In the 1980s, I began to design and teach courses for teachers that emphasized the structure of language and its relevance for teaching reading, spelling, writing, and oral language comprehension. The course of study that is now LETRS began as summer workshops and semester-long graduate courses. Between 1997 and 2001, language study was the professional development part of a large NICHD-funded research project in Washington, DC, public schools. The data we obtained were clear: high-risk students learned to read when teachers knew what to teach and how to teach it, when they received classroom coaching, and when they had appropriate instructional materials.
Comprehensive, language-based reading instruction (also defined as “Structured Literacy” by the International Dyslexia Association—IDA) has several critical components. They include explicit teaching of the speech sounds (phonemes) in spoken language and the way the English spelling system represents those sounds. They also include instruction in print patterns that represent syllables and morphemes. Further, a comprehensive approach enables growth in language comprehension through explicit teaching of word, sentence, and text meanings.
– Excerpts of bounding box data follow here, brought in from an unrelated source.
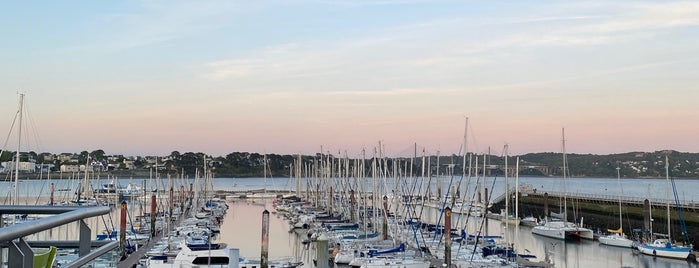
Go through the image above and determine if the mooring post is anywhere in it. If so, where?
[641,199,653,242]
[119,200,126,257]
[444,207,451,267]
[49,182,56,206]
[383,195,388,240]
[150,193,156,238]
[328,186,333,216]
[316,234,330,268]
[260,209,269,268]
[544,193,549,219]
[350,190,356,222]
[483,187,490,235]
[189,183,194,204]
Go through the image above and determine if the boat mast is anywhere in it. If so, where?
[13,93,24,205]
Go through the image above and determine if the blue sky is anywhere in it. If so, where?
[0,0,699,155]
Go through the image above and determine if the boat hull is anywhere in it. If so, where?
[635,242,691,260]
[599,235,633,248]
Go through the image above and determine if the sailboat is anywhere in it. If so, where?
[532,129,594,240]
[633,156,692,259]
[599,167,633,248]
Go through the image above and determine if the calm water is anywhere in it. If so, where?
[0,176,699,203]
[0,175,699,268]
[213,200,699,268]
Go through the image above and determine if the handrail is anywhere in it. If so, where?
[0,206,111,242]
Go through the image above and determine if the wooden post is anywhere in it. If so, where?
[150,193,156,237]
[120,200,126,256]
[49,182,56,206]
[350,190,357,222]
[316,234,330,268]
[444,207,451,267]
[328,186,333,216]
[260,209,269,268]
[544,193,549,219]
[383,195,388,240]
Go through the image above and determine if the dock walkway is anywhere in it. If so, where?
[491,189,699,211]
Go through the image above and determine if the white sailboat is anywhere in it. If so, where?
[633,156,692,259]
[532,129,594,240]
[599,167,633,248]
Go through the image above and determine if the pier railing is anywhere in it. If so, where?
[0,206,119,268]
[506,191,699,210]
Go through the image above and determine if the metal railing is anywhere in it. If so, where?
[0,206,119,268]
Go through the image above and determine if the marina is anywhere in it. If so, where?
[2,173,699,267]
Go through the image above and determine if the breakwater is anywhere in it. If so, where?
[490,192,699,249]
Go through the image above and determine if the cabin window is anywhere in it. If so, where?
[192,257,228,265]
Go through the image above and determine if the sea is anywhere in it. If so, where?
[0,177,699,268]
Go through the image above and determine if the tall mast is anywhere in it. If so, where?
[14,93,24,205]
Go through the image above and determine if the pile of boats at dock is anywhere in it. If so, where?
[130,198,303,268]
[275,198,553,268]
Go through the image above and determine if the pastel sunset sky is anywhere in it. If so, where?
[0,0,699,156]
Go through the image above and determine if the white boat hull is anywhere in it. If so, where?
[634,242,691,260]
[599,234,633,248]
[532,221,594,240]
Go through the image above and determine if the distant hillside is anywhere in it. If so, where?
[6,150,699,178]
[508,151,699,178]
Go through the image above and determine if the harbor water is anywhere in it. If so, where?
[0,178,699,268]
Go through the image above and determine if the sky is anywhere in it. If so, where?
[0,0,699,156]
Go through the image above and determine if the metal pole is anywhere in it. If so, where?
[150,193,156,238]
[444,207,451,267]
[260,209,269,268]
[119,200,126,256]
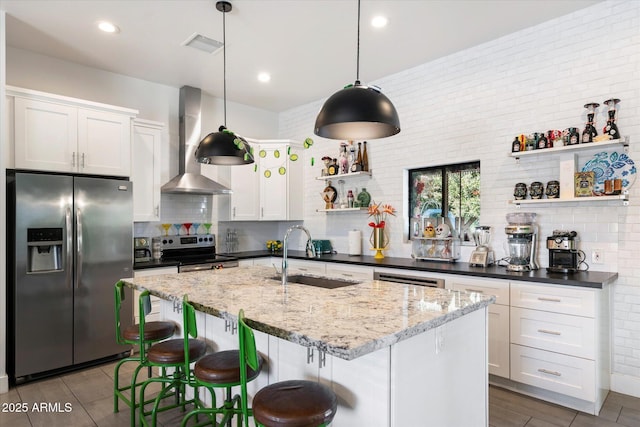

The skilled educator should know how best to teach this menu of skills, how to weave together those elements, how to tell if a student is having difficulty with one or more of the language or literacy components, and how to remediate the weaknesses in a timely, individualized manner.
LETRS is also unique in its respect for, and reference to, theoretical models of language and literacy acquisition that are supported by scientific consensus. Key ideas are identified, explored with online tasks, demonstrated by video, and role-played in face-to-face sessions. Because understanding of speech sounds is so fundamental to literacy, we require teachers to refine their own phonemic awareness. Moreover, we study the organizational principles and specific correspondences (phonics) of English orthography so that a teacher can stand up in front of class and, with confidence, explain why any English word is spelled the way it is. Subsequently, with word-recognition instruction under our belts, we move on to vocabulary, comprehension, and reading fluently for meaning, enabling students to dig deep into good literature.
Finally, we have data to show that teachers do learn the content well, and within a year, can see significant gains in their students. There is nothing more exciting to me than empowering others with the insights that took me too long to acquire. LETRS works.